7. LE LACRIME DI LEO – Messi, invece… Perde con l’Argentina la terza finale e consegna la Copa al Cile sbagliando un rigore. A fine partita scoppia in lacrime, poi promette che questa sarà la sua ultima partita con l’albiceleste. Per fortuna cambierà idea. L’extraterrestre però dimostra di essere, in fondo, un po’ umano anche lui.
8. AUTUNNO A FORMENTERA – L’unica squadra di terza divisione qualificata ai sedicesimi di Copa del Rey. Per una volta non sono movida, discoteche, cocktail e spiagge a portare alla cronaca la Isla Bonita, che vive il suo sogno affrontando il Siviglia. Perdendo, anche abbondantemente: ma chi se ne importa. Loro festeggiavano già durante il sorteggio…
9. BORN IN 2000 – Kean e Pellegri in Italia. Ma prima di loro Vincent Thill, in Ligue 1. Il primo millennial in assoluto ad esordire nei top 5 campionati europei è questo predestinato nato in Lussemburgo. 4 febbraio 2000. E il 13 novembre arriverà anche l’esordio nelle qualificazioni mondiali con la sua Nazionale: a voi il futuro.

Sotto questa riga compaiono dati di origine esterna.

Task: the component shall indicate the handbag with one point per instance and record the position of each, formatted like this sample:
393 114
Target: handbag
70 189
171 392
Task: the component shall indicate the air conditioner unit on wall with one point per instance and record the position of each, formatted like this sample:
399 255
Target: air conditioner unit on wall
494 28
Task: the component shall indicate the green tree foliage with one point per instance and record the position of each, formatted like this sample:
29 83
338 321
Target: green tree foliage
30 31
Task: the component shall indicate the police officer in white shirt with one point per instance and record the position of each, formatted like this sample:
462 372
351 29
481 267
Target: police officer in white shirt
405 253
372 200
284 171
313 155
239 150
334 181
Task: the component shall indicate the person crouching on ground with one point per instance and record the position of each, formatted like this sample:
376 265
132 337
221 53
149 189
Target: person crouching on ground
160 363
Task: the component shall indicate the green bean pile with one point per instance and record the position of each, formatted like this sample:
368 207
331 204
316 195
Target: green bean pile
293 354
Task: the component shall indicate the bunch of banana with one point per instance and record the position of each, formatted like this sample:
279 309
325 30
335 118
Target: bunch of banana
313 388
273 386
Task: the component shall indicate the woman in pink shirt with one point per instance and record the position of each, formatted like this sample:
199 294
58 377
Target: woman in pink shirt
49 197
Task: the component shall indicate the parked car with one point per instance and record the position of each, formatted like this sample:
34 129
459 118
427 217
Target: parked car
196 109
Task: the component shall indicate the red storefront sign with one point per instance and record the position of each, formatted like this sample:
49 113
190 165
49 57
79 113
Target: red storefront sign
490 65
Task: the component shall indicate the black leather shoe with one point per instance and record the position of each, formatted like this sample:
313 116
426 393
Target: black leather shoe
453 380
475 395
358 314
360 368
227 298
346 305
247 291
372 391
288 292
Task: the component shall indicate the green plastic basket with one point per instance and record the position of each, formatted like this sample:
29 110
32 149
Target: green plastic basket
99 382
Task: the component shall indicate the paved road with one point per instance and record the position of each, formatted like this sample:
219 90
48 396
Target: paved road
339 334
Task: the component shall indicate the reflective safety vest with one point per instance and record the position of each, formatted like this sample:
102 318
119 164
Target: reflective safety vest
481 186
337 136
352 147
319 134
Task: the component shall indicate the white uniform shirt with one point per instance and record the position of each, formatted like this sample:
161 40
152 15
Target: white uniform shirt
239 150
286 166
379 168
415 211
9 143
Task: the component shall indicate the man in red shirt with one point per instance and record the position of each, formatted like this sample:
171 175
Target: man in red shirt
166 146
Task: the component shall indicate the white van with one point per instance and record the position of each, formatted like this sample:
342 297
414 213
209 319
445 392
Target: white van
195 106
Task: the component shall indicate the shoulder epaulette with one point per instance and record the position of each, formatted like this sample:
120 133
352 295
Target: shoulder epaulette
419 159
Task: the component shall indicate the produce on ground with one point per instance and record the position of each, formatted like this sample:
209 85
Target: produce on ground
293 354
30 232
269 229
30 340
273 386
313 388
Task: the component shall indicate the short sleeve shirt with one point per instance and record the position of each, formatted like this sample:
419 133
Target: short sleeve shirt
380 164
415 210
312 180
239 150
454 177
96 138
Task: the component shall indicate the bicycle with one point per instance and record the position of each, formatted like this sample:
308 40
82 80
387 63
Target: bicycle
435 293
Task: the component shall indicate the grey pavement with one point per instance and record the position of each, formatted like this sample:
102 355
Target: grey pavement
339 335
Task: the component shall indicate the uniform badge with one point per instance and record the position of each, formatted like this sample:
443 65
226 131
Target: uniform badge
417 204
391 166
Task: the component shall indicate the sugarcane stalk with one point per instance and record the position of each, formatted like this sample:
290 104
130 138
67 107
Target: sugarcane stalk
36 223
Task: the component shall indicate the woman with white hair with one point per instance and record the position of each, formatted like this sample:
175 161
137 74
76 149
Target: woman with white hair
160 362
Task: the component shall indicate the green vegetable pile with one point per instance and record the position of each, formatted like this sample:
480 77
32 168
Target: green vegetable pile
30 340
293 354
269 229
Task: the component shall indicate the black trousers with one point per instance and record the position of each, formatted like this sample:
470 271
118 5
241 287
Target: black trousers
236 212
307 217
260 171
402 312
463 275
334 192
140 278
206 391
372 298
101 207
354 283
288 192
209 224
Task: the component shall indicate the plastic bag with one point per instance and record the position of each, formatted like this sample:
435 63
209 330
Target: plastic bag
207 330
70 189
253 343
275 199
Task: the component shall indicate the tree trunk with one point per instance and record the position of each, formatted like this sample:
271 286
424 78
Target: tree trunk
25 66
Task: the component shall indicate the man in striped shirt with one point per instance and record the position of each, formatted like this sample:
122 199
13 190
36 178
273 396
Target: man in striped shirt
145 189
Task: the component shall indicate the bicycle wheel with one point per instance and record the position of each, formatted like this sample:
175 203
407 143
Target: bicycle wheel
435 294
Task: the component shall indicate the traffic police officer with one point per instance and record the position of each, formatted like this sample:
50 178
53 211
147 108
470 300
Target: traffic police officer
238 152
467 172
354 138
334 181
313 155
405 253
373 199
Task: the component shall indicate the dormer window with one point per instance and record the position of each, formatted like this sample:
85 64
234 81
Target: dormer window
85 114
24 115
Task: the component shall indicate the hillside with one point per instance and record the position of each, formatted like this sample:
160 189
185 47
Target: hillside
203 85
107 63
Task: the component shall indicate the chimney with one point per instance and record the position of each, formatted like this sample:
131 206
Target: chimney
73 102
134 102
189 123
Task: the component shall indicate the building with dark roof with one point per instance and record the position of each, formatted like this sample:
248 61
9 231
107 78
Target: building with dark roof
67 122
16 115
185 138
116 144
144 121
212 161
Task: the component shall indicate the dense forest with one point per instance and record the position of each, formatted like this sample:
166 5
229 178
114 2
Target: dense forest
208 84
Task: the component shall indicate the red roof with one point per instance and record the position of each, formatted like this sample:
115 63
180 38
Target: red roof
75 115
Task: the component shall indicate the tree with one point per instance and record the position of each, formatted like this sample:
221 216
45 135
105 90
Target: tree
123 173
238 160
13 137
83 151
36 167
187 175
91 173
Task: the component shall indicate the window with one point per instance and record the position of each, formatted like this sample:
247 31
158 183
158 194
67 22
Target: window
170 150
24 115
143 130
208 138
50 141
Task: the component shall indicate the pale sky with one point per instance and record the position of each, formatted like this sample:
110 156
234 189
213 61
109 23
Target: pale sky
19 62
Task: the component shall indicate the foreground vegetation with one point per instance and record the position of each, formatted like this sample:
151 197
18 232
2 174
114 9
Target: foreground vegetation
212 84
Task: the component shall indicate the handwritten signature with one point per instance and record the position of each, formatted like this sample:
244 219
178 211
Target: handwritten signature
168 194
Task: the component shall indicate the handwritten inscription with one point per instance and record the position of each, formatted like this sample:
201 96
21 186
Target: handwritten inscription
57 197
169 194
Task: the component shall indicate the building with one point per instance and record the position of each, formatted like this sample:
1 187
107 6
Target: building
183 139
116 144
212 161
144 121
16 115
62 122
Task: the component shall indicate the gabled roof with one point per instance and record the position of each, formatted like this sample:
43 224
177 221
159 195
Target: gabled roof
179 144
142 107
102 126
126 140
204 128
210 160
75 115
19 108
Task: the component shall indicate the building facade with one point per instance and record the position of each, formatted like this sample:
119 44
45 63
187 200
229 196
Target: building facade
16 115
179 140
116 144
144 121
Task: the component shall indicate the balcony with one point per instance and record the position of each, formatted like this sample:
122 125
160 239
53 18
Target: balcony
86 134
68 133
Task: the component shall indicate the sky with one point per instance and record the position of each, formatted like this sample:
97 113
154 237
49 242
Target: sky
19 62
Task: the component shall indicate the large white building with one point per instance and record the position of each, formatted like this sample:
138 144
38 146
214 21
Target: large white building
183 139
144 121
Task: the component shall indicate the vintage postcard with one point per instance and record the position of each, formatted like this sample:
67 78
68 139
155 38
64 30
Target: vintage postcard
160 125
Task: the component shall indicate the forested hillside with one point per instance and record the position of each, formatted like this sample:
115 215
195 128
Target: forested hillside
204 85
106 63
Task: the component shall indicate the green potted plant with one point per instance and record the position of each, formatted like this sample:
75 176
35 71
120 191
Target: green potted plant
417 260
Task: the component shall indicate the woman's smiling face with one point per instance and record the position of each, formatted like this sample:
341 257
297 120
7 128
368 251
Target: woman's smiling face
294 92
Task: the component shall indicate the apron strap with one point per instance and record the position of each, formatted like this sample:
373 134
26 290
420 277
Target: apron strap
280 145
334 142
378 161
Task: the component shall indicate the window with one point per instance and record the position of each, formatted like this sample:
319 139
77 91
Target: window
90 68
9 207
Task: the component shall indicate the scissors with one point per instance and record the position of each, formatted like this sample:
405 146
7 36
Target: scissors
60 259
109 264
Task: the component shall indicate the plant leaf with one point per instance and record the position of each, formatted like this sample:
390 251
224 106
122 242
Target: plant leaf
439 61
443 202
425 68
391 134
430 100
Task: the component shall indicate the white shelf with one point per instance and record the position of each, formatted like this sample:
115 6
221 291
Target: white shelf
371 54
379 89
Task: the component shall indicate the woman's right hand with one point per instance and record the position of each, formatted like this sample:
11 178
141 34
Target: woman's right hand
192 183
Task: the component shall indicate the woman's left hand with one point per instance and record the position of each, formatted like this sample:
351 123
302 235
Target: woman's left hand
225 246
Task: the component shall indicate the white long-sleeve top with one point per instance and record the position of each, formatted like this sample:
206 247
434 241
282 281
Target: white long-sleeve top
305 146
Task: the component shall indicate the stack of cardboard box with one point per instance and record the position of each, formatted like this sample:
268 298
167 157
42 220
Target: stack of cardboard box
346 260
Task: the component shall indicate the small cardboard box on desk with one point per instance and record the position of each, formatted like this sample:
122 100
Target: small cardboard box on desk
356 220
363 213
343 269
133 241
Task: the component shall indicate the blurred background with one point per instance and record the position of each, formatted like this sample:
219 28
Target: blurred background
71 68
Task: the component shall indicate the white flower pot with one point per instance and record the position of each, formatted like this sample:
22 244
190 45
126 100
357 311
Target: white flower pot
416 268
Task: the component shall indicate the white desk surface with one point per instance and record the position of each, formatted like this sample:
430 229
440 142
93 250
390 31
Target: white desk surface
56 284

10. #FORçACHAPE – Tra tutte le favole a lieto fine ce n’è una che si è spezzata nel modo più crudele e beffardo. Quella della Chapecoense, squadra brasiliana non certo tra le più prestigiose che era arrivata ad un passo dalla gloria. Nessuna sconfitta sul campo però: la finale della Copa Americana non la giocheranno mai, per colpa di un maledetto aereo che decide di schiantarsi e di cancellare quasi tutta la squadra. Il calcio si raccoglie, tutti vogliono farsi sentire. Fa effetto. E alla fine, quella Copa, verrà assegnata proprio a loro.